Con la idea de conseguir una más eficaz protección de los derechos, se realizaron diversas reformas que inyectaban una nueva concepción sobre éstos más acorde con el positivismo que defendía gran parte de los constituyentes. Así, el artículo 1º se modificó de tal manera que en él ya no se establecía que los derechos del hombre eran la base y objeto de las instituciones sociales, sino que se consignaba que en la República todo individuo gozaría de las garantías que otorgaba la Constitución, las cuales no podrían restringirse ni suspenderse sino en los casos y con las condiciones establecidas en el propio texto constitucional. En este sentido, Carranza propuso un cambio importante al suprimir la excepción contemplada en el texto original de la Constitución de 1857 en la que se establecía que la suspensión no abarcaba aquellas garantías que aseguraban la vida del hombre. Se pensaba que con esa excepción la medida podría perder su fuerza y eficacia en casos extremos como los que se presentaban en caso de rebelión.

Con el artículo 3º se dieron algunos de los debates más interesantes que hicieron que incluso Carranza se presentara a escuchar los argumentos que los constituyentes emplearon para cambiar su proyecto.
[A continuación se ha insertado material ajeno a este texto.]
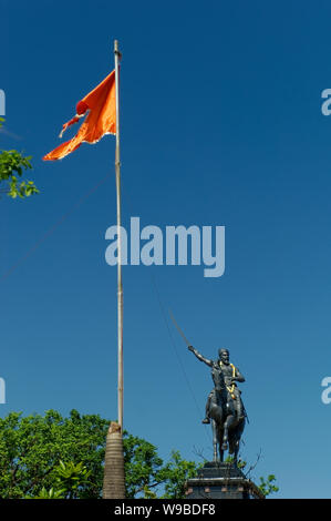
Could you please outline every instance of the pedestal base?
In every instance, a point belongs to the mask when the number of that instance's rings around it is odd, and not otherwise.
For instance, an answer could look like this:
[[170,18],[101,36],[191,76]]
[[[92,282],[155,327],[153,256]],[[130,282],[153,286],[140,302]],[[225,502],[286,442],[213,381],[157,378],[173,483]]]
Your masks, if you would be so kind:
[[206,463],[186,482],[187,499],[265,499],[257,486],[232,463]]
Originalmente, Carranza había propuesto que ese artículo estableciera la plena libertad de enseñanza, señalando que sería laica la que se diera en los establecimientos oficiales de educación y gratuita la enseñanza primaria, elemental y superior que se impartiera en los mismos establecimientos. Sin embargo, este proyecto planteado por Carranza no prosperó y la primera Comisión de Constitución —tuvo que instalarse una segunda durante las labores del Constituyente para que éste lograra cumplir con su cometido en el tiempo marcado para ello— decidió no aprobarlo, cambiándolo por el siguiente:

Artículo 3º. Habrá libertad de enseñanza; pero será laica la que se dé en los establecimientos oficiales de educación, lo mismo que la enseñanza primaria, elemental y superior que se imparta en los establecimientos particulares. Ninguna corporación religiosa, ministro de algún culto o persona perteneciente a alguna asociación semejante podrá establecer o dirigir escuelas de instrucción primaria, ni impartir enseñanza personalmente en ningún colegio. Las escuelas primarias particulares sólo podrán establecerse sujetándose a la vigilancia del gobierno.

La enseñanza primaria será obligatoria para todos los mexicanos y en los establecimientos oficiales será impartida gratuitamente.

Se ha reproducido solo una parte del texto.